The present invention relates to an impact power tool, such as an impact wrench or an impact driver, for use in tightening (and loosening) threaded objects, e.g., bolts and nuts.

An impact power tool is designed to perform a tightening task by applying a rotational striking impact to an output shaft (anvil) with a hammer rotated by a motor output power. Since the impact power tool is operable at a high speed and with an increased torque, it has been extensively used in construction sites, fabrication factories and so forth. Japanese Patent Laid-open Publication No. H5-200677 discloses an impact power tool in which a shutoff function for automatically stopping operation of the tool upon reaching a desired torque is realized by counting the number of strikes and then determining whether the number of strikes thus counted has reached a value corresponding to a desired tightening torque.

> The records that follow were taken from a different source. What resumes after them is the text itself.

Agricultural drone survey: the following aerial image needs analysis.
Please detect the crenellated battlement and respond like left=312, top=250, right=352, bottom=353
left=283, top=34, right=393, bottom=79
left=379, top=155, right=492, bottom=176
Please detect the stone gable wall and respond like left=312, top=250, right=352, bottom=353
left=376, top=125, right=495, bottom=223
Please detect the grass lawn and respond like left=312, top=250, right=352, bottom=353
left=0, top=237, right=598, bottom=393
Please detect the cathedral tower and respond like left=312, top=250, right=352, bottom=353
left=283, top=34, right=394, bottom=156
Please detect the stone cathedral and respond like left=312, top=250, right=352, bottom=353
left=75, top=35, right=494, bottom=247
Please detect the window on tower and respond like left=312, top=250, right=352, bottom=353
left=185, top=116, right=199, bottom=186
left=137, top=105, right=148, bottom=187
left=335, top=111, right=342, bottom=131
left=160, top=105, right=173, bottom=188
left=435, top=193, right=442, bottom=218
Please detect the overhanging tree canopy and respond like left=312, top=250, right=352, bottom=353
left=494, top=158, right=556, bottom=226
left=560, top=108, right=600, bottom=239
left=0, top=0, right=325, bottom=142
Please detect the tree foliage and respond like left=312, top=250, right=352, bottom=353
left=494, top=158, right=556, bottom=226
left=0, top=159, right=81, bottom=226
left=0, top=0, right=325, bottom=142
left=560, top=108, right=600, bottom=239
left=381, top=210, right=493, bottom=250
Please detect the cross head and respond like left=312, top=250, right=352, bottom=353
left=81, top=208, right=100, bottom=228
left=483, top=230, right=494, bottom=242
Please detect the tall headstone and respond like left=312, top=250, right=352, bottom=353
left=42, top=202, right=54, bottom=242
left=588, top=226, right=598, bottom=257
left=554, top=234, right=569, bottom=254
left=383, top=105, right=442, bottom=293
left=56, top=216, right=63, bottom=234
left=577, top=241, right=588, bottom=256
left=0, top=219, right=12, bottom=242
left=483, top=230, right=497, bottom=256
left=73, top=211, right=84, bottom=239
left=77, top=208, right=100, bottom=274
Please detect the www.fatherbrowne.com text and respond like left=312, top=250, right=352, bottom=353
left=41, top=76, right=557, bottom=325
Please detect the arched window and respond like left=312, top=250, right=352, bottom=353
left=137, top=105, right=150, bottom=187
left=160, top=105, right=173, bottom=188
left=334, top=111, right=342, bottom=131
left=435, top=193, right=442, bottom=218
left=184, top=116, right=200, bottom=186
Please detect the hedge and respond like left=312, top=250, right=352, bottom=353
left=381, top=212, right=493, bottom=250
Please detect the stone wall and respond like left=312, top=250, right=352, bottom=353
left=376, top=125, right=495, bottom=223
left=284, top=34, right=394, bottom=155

The maximum tightening force of the impact power tool is decided by the rotational speed of the hammer (i.e., the rotating speed of a motor) which in turn depends on the voltage of a driving power source. For that reason, if the shutoff is performed by using only the number of strikes, it may become impossible to manage the tightening torque of bolts and nuts in a process of a factory requiring such management. This is because the tightening torque is gradually reduced as the voltage of a battery used as a driving power source undergoes gradual reduction as a result of continuous operation.

Further impact power tools with a shutoff function are for example known from the documents JP-A-07314344, US-A-2003/0149508 and US-A-2006/0118315.

In view of the above, the present invention provides an impact power tool capable of performing a tightening task with a stable tightening torque even when the voltage of a driving power source is reduced.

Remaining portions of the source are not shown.